We can see that this came from the umem_alloc_16 slab, so it is 16 bytes or less and thus has an 8 byte redzone. We'll create two types to help us and then leverage one to print out all 35 leaked words in this bufctl. You'll notice that the redzone16 type has its redzone allocated with 10 bytes. Everything in mdb is in hex... 0x10 = 16t.

Very interesting... what's so special about those words? I didn't just add lesbian into my output to get more search engine traffic... I was actually a bit surprised by it.

Now we have more clues and you might likely guess what's so screwed up here. But, for the sake of more complex debugging, we'll assume we're still completely stumped and decide we now need to go look in the hash table to see what is actually there. This requires some heavy lifting and is more the point of this post.

### Writing and mdb dmod.

All those fancy commands ::findleaks and ::walk leakbuf were provided by a dmod... libumem's. Libumem provides some (quite sophisticated) utilities to mdb via a dmod. We will use the same approach to teach mdb how to walk over all the entires in a ck_ht.

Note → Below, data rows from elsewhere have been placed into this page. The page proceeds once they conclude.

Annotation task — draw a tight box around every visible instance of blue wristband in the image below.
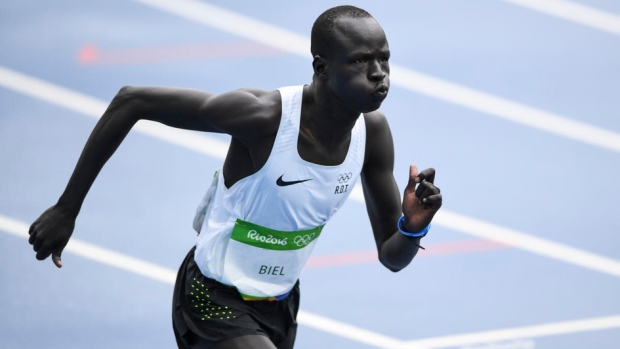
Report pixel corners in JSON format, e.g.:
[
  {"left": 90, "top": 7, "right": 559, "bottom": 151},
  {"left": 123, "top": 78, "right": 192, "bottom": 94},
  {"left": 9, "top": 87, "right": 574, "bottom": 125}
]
[{"left": 397, "top": 216, "right": 431, "bottom": 238}]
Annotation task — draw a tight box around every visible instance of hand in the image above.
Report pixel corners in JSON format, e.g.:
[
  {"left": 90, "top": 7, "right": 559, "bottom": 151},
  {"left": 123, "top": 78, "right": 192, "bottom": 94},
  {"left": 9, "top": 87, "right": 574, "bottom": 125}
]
[
  {"left": 28, "top": 206, "right": 75, "bottom": 268},
  {"left": 403, "top": 165, "right": 442, "bottom": 233}
]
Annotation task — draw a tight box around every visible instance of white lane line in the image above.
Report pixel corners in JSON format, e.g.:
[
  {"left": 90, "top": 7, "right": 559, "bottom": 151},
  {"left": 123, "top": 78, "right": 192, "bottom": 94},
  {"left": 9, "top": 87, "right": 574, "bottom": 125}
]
[
  {"left": 0, "top": 214, "right": 410, "bottom": 349},
  {"left": 133, "top": 0, "right": 620, "bottom": 153},
  {"left": 503, "top": 0, "right": 620, "bottom": 35},
  {"left": 399, "top": 315, "right": 620, "bottom": 349},
  {"left": 0, "top": 66, "right": 620, "bottom": 276},
  {"left": 0, "top": 214, "right": 620, "bottom": 349}
]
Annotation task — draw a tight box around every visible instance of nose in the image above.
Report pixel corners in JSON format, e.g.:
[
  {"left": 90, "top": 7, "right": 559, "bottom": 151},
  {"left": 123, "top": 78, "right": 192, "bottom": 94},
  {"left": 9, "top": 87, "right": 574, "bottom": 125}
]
[{"left": 368, "top": 61, "right": 387, "bottom": 82}]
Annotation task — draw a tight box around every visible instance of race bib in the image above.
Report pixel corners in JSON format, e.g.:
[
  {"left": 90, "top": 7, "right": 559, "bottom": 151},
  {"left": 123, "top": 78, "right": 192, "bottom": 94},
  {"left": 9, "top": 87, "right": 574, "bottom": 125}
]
[{"left": 222, "top": 219, "right": 323, "bottom": 299}]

This will seem a bit complicated, but remember travesing a data structure might seem easy when the memory is yours and the pointers point to valid locations in your memory space. Here we're in mdb, in it's memory space and have a core file representing something completely foreign. We need to go through all the effort of reading memory out of a foreign virtual memory space.

I'm not going to explain this line by line, but the basic idea is that mdb_vread lets us read bytes of the debugged virtual memory space into our own.
To make things more complicated (or perhaps realistic) there are bits of the ck_ht structures that we need to look into that aren't exposed by the public headers... so evil hack time.

A walker is made up of three parts: an initializer, a stepper, and a finalizer.

Refering back to the makefile from the previous post, we've got a one line build for this, which or my system turns out to be:

gcc -I/opt/circonus/include/amd64 -m64 -fPIC -shared -o libck.so libck.c

Now, in mdb, we can load this dmod. Note that if you actually placed this file in /usr/lib/mdb/proc/amd64, then it would autoload when mdb realized that the core linked libck (super nice and convenient). For now, we'll assume it isn't installed and we need to load it from the local directory.

Cool... but actually that just comes from CTF. I did that to emphasize that the map element of that structure actually holds all the goodies and because libck itself was built without CTF, we can't see shit. There are a lot of words in this hash, so I'll just walk it and count them and then print out the first few. Again we need to pull a stupid trick to print out C strings via ::print

Okay, we've got words in there. While not so useful for debugging, let's print out the value in the hash table to see if we can keep our sanity. The first word there is "sangaree", so let's see if the meta data about its length, etc. is correct.

Interesting... caps is zero (obviously), but I've not yet seen any capitalized words. Let's print all the caps...

No caps. Anywhere. Looking at the code, maybe that's the issue! We're lowercasing all the words.

I wonder if any of our freed words are still in the hash table. One of our other interesting leaked words was "fortran".

Hot damn! So we have a leaked "fortran" and a not leaked "fortran." We have two "fortan"s. As any C programmer will tell you, the only acceptable number of fortans is zero, but as a small hat tip to the mathematicians in the croud and we'll allow one. Two? Bad mojo.

If we put a duplicate value into the hash table, we'll replace the old one without freeing it... thus our leaks.

If we go look in /usr/dict/words, we'll find both "Fortan" and "fortan" there. Personally, I'm all for removing both of them. While I'm puzzled as to why there are two lesbians in my dictionary, I do understand that both "Max" (the proper noun) and "max" (the short form of maximum) would both legitimately be there.